Xi Jinping and Imran Khan Discuss CPEC and Kashmir
Pakistan under the Prime Minister Imran Khan is becoming increasingly assertive in its foreign policy ambitions. The Khan-led team has made some significant inroads in expanding Pakistan’s influence in the region, from becoming part of the US-led Afghan Peace Process to mediating between the regional arch-rivals Saudi Arabia and Iran.
The new-found vigour and Khan’s celebrity status has helped him form a narrative against India in the wake of New Delhi’s move to strip away Kashmir’s special status.
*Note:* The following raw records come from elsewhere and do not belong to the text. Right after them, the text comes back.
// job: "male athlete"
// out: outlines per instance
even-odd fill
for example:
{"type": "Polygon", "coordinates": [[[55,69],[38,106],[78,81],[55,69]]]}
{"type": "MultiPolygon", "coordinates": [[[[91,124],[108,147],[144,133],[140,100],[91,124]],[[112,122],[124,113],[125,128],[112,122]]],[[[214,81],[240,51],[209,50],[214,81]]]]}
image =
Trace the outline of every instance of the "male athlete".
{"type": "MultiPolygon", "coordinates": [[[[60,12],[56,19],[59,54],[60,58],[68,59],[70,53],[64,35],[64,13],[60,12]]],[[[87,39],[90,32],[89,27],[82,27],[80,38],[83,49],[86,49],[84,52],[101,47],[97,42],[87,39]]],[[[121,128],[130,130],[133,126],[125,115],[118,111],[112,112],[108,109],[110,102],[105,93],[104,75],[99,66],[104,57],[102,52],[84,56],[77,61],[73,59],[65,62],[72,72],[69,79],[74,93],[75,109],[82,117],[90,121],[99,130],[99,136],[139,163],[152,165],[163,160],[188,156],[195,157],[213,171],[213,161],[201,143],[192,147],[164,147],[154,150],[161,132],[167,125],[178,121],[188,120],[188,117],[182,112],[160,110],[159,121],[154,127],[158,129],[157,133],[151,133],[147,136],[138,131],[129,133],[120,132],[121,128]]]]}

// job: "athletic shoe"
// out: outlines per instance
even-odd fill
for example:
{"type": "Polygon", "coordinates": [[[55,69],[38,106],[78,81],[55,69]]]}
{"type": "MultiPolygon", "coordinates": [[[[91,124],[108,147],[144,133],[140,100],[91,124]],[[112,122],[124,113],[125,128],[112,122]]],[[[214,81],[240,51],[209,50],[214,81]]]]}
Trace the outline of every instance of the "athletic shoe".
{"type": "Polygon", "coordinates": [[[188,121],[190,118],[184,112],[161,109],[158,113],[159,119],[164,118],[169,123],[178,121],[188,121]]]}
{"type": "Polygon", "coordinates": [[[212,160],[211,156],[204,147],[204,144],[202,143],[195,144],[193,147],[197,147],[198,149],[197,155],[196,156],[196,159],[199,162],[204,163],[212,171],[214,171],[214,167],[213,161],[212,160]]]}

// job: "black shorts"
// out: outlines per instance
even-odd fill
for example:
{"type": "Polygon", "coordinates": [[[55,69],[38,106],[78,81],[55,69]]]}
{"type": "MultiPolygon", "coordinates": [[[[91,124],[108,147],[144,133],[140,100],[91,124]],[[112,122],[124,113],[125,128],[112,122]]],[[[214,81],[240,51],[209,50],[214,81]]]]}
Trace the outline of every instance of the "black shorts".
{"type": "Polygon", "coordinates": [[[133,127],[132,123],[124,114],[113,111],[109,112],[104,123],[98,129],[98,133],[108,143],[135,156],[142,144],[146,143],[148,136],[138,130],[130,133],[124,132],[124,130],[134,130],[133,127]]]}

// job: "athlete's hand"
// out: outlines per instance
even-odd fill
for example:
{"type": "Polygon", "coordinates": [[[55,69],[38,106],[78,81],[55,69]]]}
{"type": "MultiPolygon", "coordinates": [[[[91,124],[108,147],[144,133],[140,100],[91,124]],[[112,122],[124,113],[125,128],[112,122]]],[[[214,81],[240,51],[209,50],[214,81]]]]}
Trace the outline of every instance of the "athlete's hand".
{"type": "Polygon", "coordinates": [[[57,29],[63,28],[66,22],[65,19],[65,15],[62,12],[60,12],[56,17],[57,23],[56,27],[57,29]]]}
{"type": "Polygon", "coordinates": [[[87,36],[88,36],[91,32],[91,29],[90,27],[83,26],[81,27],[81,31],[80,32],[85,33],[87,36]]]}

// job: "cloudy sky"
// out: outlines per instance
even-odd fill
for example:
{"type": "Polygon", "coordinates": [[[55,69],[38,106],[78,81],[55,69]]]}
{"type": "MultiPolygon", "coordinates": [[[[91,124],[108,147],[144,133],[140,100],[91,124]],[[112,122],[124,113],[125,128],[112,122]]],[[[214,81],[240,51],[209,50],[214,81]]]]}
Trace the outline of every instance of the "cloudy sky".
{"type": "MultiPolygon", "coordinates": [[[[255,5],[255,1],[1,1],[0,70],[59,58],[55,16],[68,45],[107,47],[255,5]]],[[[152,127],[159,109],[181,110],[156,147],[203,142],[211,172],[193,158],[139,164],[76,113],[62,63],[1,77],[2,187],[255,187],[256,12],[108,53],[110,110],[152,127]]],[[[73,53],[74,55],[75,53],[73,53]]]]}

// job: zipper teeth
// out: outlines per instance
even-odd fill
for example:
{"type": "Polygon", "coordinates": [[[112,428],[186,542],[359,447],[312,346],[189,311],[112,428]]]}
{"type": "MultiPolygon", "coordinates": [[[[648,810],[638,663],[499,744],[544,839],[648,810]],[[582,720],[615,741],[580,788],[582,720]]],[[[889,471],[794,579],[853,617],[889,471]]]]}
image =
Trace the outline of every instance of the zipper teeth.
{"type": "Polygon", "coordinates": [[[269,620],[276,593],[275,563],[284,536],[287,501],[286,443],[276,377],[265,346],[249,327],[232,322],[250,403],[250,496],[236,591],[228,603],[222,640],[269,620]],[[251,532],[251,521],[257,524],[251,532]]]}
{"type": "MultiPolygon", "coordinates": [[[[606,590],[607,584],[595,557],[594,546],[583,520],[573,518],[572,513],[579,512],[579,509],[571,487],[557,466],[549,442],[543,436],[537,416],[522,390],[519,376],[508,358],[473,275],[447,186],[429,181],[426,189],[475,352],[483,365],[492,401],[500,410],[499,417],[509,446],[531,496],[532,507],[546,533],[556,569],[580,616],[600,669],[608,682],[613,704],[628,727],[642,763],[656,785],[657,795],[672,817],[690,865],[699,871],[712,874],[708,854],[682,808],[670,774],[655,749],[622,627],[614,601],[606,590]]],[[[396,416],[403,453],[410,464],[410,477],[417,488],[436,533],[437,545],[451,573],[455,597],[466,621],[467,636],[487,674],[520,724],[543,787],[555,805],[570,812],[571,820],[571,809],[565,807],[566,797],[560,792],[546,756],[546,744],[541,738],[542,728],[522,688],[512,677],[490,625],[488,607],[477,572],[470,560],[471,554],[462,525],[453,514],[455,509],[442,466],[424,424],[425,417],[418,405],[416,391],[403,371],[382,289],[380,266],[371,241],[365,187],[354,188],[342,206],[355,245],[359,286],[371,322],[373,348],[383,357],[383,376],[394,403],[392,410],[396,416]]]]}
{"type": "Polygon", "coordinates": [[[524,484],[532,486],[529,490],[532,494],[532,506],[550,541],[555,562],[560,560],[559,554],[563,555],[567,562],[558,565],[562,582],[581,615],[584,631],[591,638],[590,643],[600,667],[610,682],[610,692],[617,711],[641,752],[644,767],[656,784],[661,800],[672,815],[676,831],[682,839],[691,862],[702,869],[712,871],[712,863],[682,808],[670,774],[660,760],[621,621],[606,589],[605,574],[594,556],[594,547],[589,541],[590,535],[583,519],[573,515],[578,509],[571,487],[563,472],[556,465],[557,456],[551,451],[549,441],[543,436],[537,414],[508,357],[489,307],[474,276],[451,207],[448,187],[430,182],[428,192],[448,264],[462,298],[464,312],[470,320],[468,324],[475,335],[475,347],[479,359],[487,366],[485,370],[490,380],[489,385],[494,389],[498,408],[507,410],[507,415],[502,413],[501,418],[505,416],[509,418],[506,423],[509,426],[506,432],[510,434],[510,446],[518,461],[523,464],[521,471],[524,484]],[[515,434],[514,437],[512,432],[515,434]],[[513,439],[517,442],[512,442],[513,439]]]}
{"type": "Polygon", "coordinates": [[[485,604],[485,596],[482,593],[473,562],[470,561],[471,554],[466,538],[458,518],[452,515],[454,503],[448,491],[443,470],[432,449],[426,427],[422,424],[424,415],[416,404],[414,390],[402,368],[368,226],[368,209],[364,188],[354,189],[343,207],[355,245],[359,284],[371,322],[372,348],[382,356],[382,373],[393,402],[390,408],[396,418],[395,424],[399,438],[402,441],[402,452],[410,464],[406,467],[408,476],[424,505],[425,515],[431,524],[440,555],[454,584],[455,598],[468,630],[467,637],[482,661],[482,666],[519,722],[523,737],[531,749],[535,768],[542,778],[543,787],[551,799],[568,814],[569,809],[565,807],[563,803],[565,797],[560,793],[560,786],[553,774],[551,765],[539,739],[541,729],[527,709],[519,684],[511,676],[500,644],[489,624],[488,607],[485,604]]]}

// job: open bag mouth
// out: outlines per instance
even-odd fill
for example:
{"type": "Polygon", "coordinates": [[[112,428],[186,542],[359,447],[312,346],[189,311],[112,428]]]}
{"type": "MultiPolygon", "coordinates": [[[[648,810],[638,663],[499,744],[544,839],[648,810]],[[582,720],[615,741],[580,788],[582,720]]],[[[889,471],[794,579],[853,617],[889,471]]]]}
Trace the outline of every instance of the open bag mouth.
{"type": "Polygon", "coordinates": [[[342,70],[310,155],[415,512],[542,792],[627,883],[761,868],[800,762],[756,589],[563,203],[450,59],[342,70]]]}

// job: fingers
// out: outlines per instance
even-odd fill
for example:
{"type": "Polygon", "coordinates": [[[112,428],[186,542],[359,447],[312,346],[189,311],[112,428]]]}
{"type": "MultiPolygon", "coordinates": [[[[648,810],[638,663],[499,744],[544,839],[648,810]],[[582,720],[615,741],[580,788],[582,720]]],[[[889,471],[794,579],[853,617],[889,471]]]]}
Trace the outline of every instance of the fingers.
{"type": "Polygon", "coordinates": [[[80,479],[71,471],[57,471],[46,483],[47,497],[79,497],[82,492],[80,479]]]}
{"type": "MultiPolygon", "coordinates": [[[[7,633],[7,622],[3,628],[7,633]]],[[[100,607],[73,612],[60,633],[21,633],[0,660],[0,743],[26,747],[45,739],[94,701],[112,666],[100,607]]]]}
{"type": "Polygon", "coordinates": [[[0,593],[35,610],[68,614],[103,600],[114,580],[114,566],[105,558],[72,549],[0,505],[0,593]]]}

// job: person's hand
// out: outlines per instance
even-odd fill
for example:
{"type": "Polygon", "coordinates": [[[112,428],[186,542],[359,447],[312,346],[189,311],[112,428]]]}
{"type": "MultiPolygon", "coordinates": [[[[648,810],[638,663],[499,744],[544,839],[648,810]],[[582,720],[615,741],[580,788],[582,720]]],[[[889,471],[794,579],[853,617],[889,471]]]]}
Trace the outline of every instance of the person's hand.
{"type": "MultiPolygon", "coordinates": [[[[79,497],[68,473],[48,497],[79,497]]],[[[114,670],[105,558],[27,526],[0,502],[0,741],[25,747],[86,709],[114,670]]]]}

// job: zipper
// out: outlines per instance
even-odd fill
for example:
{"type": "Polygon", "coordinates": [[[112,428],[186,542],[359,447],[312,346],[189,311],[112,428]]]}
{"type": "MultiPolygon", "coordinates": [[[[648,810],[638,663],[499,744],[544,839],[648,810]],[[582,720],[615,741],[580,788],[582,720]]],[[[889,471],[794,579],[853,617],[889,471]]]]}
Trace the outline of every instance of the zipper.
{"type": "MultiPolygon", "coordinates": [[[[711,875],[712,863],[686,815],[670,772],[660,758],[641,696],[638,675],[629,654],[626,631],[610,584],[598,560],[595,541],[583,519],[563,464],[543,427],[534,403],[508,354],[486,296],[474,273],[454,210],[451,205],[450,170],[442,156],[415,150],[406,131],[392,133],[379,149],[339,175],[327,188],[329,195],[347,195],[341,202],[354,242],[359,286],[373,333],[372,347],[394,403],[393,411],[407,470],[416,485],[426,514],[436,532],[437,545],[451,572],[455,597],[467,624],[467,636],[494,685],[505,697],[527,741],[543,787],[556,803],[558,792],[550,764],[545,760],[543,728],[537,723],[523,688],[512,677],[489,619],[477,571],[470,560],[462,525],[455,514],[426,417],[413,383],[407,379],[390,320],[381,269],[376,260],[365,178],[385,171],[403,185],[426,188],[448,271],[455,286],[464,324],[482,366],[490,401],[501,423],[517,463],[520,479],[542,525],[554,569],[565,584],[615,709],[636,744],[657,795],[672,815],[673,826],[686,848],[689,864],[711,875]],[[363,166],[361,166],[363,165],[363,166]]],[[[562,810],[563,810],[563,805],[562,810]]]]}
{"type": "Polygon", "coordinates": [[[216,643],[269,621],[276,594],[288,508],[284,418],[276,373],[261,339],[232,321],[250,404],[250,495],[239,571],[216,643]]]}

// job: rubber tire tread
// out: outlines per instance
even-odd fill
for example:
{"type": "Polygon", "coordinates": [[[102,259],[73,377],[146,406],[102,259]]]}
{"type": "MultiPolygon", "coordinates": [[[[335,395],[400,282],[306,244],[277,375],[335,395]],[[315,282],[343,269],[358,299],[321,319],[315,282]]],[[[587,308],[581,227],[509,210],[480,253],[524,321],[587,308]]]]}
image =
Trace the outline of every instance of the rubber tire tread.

After making a widely-acclaimed speech at the United Nations General Assembly last month lambasting the Indian atrocities against Kashmir’s citizens, Khan left for Beijing earlier this week to meet Chinese President Xi Jinping to discuss the regional situation and the stalled China-Pakistan Economic Corridor.
Although the visit was meant to be for two days, a large entourage of foreign ministers, economic advisers, army chief and director-general of the country’s spy agency accompanied Khan to Beijing to discuss the entire spectrum of bilateral relations, security cooperation and the CPEC. The visit also came at an opportune moment, just as PM Narendra Modi was preparing to host Xi for a summit in India.
Subsequent to the Xi-Khan meeting, the two sides issued a joint statement which read that, “China is paying close attention to the current situation in Jammu & Kashmir and … is a dispute left from history, and should be properly and peacefully resolved based on the United Nations Charter, relevant UN Security Council resolutions and bilateral agreements.”
In addition, President Xi Jinping said that he is watching the situation in Kashmir and would support Pakistan in issues related to its core interests, the Chinese state news agency Xinhua reported. Xi further told Khan that, to China, the rights and wrongs of the situation in Kashmir were clear while adding that, “China supports Pakistan to safeguard its own legitimate rights and hopes that the relevant parties can solve their disputes through peaceful dialogue.”
The statements, despite being vaguely worded, were not received well in India, which was irked by China’s stance on the issue. Just a day before Xi’s scheduled arrival in Chennai, the Indian foreign spokesperson, in an answer to his statement said that, “China is well aware of our position. It is not for other countries to comment on the internal affairs of India.”
Although, Kashmir was a top-priority item on the agenda for the meeting, Khan was also in Beijing to discuss the stalled $60-billion China-Pakistan Economic Corridor investment project. The two sides were set to discuss ways to begin Phase II of the CPEC investment project.
The work on the corridor, which aims to link Pakistan’s Gwadar Port with China’s Kashgar province, has slowed down in the last 12 months. The project stalled after Pakistan found itself in the midst of a balance of payments crisis after it went on a borrowing spree to finance its imports. The investments under the project, which were meant to help Pakistan build a network of roads and railways, ended up inflating imports bill and weakened its currency by almost 50 per cent.
As Pakistan’s imports, under the Belt and Road Initiative announced in 2014, increased so did its reliance on ‘friendly nations’ for loans. The machinery and construction-related imports to install optic fibre lines, build rail networks, motorways and improve Pakistan’s infrastructure capabilities ended up widening the country’s account deficit to $18.13bn in 2018 from $3bn in 2014, when the project was announced.
The unravelling resulted in massive slide in rupee’s value and forced Islamabad to call on the doors of the International Monetary for a bailout. Under the IMF’s extended fund facility, Pakistan cut development spending to avert a crisis and put CPEC projects on the back burner.
Although both Beijing and Islamabad remain committed to the CPEC, the fate of the project relies upon Pakistan’s success in achieving macroeconomic stability. Commenting on the project, both sides in the joint statement said “the two sides expressed determination to speedily execute CPEC so that its growth potential can be fully realized making it a high-quality demonstration project for BRI.” PM Khan also announced to set up a CPEC Authority to expedite projects and make arrangements for the Gwadar Port.
Although he did not elaborate on the scope of the authority, but reports suggest that the authority will likely be added to Khan’s already-bloated portfolio. Later, Pakistan’s maritime minister announced that the China Overseas Port Holding Company will get a 23-year tax exemption for carrying out development works at the Gwadar Port.
Despite facing delays in kick starting the second phase of the project which entails setting up Chinese industries in the CPEC special economic zones, Pakistan has completed much of the early harvest projects including power projects, transmission lines, motorways, airports, optic fibre network and special economic zones.
Although, much of the groundwork for the economic corridor has already been laid, the future of the project relies entirely upon Pakistan’s ability to implement economic reforms. Until then, however, the CPEC is on hold.